Water pooling on major thoroughfares also caused major delays along Highway 101 over the weekend, after about 2.5 feet of water quickly rose along the route, Thomas said. Exits had to be shut down for multiple hours because of standing water.

As rain continued on Monday, the highway’s northbound off-ramp to Highway 1, which leads to Sausalito, was again closed due to flooding.

Thomas said when rain, king tides and storm surge all combine, the impacts don’t just harm those bayfront properties, but “tie up the entire town.”

People wade through an RV park flooded by the “King Tides” on Saturday, Jan. 3, 2026, near Corte Madera in Marin County, California. (Ethan Swope/AP Photo)

“That is a call for us to be united in tackling this,” Thomas said. “It’s a county problem, and we have to approach it that way. And we all have to participate in the solutions together.”

The state has tasked every county and city around the lip of San Francisco Bay and the coast to come up with a sea level rise plan by 2034. The solutions should ideally deal with today’s flooding and the high water of the future.

Thomas said Corte Madera has a climate action plan to address related issues, like increased flood risk, and is looking at creating physical barriers that can help reroute water.
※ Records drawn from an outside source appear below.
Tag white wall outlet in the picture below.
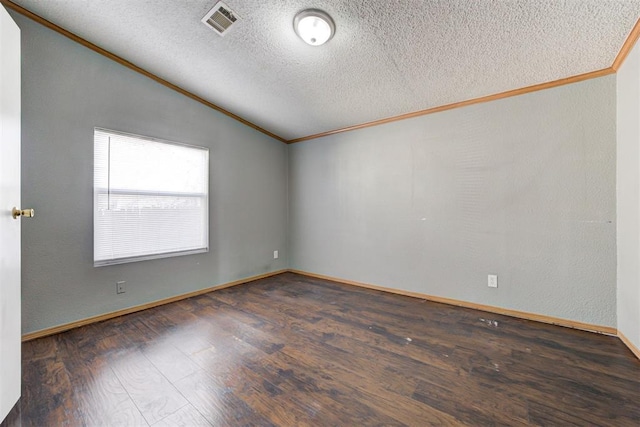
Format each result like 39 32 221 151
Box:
487 274 498 288
116 280 127 294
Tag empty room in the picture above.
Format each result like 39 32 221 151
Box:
0 0 640 427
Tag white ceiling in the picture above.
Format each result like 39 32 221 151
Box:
8 0 640 140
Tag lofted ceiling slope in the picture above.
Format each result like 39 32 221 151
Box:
3 0 640 140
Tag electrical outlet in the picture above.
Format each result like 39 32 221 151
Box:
487 274 498 288
116 280 127 294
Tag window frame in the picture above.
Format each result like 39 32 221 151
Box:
92 127 211 267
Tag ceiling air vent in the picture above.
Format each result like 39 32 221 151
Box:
202 1 239 36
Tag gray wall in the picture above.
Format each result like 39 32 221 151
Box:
617 38 640 348
289 76 616 327
12 14 288 333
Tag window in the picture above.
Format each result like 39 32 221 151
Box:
93 128 209 266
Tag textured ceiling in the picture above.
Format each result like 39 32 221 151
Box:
7 0 640 139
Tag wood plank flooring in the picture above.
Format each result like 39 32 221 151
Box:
5 273 640 427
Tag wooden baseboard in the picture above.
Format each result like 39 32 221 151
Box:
618 331 640 359
22 270 288 342
289 270 620 338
In 2023, the city held a listening tour to develop a community vision for adaptation to a future with rising sea levels.

In Larkspur, city officials attempted to get extra pumps into residential areas to drain flood water, but Andre said that pumping isn’t effective during elevated tides. She said that the city is hoping to work with Huffman to secure funding to strengthen some of its coastal retaining walls, especially as Marin continues to deal with sea level rise.

One neighborhood had applied for $18 million in federal grant funding to build a new sheet pile wall meant to keep water out. County supervisor Mary Sackett said the current 40-year-old berm wouldn’t be able to stop any overtopping of floodwater, threatening homes and the entire road system around Vendola Drive in Santa Venetia, a community in eastern Marin. Like many federal grant programs, issuance of that money has been paused for months under President Donald Trump.

Even if it did become available, though, it won’t be enough to cover the full cost of the project, and, Huffman said, it “is not sustainable in the long term, especially with these tides and all of the volatility with our weather.”

“We’re not going to give up on funding that longer-term solution,” he said.

What those more lasting solutions might look like, local leaders don’t really know. Sackett said the focus is often too local on how to prevent disaster in one city or neighborhood. She said the more pertinent question that needs answering is: “How do we make this entire area more resilient?”